In a striking turn of events, 23andMe, the renowned genetic testing company, is facing over 30 lawsuits following a massive data breach that compromised the genetic and ancestry data of 6.9 million users. In a bold and controversial move, 23andMe is shifting the blame onto the victims themselves. According to a letter obtained by TechCrunch, the company argues that the breach was a result of customers reusing passwords, absolving itself of responsibility.
The breach, which initially affected around 14,000 user accounts through credential stuffing, eventually led to the exposure of personal data of an additional 6.9 million users. This escalation was due to the DNA Relatives feature, which allows automatic data sharing among users considered relatives on the platform. Despite the scale of the breach, 23andMe’s letter to the victims insists that the incident was not due to the company’s failure to maintain reasonable security measures but rather the users’ negligence in recycling passwords.
Lawyers representing the victims have criticized 23andMe’s stance, pointing out the company’s failure to implement safeguards against credential stuffing, especially given the sensitive nature of the data it handles. The breach’s impact extended far beyond the initial 14,000 accounts, affecting millions of users who had opted into the DNA Relatives feature, not because of recycled passwords but due to the feature’s inherent vulnerabilities.
In response to the breach, 23andMe reset all customer passwords and mandated multi-factor authentication, which was previously optional.

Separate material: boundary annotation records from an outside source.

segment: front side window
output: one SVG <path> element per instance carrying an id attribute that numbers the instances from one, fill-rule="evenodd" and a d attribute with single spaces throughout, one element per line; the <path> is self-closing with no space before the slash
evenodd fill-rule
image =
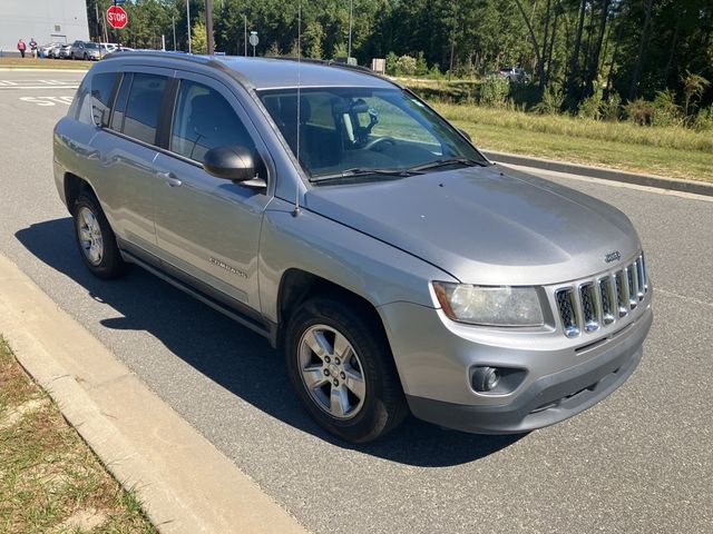
<path id="1" fill-rule="evenodd" d="M 166 77 L 136 72 L 129 89 L 123 132 L 139 141 L 156 144 L 160 102 Z"/>
<path id="2" fill-rule="evenodd" d="M 117 76 L 116 72 L 102 72 L 85 78 L 69 109 L 70 116 L 81 122 L 106 127 Z"/>
<path id="3" fill-rule="evenodd" d="M 212 148 L 227 146 L 255 149 L 243 122 L 221 93 L 202 83 L 183 80 L 176 99 L 170 150 L 203 161 Z"/>
<path id="4" fill-rule="evenodd" d="M 457 130 L 395 88 L 302 89 L 299 108 L 294 88 L 262 91 L 260 98 L 311 179 L 370 170 L 399 175 L 445 161 L 486 165 Z"/>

Additionally, the company revised its terms of service, making it more challenging for victims to file collective legal claims. This move has been described by legal experts as self-serving and a desperate attempt to protect the company.
The situation raises critical questions about data security, corporate responsibility, and the ethics of blaming customers for security breaches. As the legal battles unfold, the tech community and consumers alike are closely watching how 23andMe navigates this complex and sensitive issue.